One of the greatest causes of accidents occurring in the laboratory is the poor use and handling of glassware. Incorrect use can lead to injury, so it’s important to be well briefed before commencing with your project.
These are present in every laboratory and ensure you can quickly and easily rinse chemicals from your eyes if need be. Eyewash line should also be available and is of real importance, as water could push chemicals further into the eye.
First Aid & Emergency Procedures
When operating in any laboratory it’s vital to have a basic understanding of first aid, whilst also being aware of the correct emergency procedures to follow in the event of an accident.
Treatment Of Wounds
For wounds it’s important to clean and cover the area quickly to avoid contamination.

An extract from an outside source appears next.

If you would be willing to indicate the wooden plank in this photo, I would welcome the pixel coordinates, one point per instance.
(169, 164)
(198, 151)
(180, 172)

- Cleanse the wound with water and apply a sterile pad
- Maintain pressure to control bleeding
- Raise the wounded area above the heart if bleeding doesn’t stop
- Once bleeding has been controlled, use a dressing plaster.
Treatment Of Burns
Burns are characterised as first degree, second degree and third degree. First degree burns are less serious and third degree burns the most severe, but all must be treated adequately to prevent lasting damage.
First degree burns will cause discoloration to the skin and lead to mild swelling. If burned, rinse the area for at least 10 minutes under cold water and apply skin cream. Further medical assistance can be sought if required.
Second and third degree burns are more serious and can cause permanent scarring and blisters. To reduce skin damage, immediately rinse the area for at least 15 minutes and contact medical help. Do not apply ointment or creams.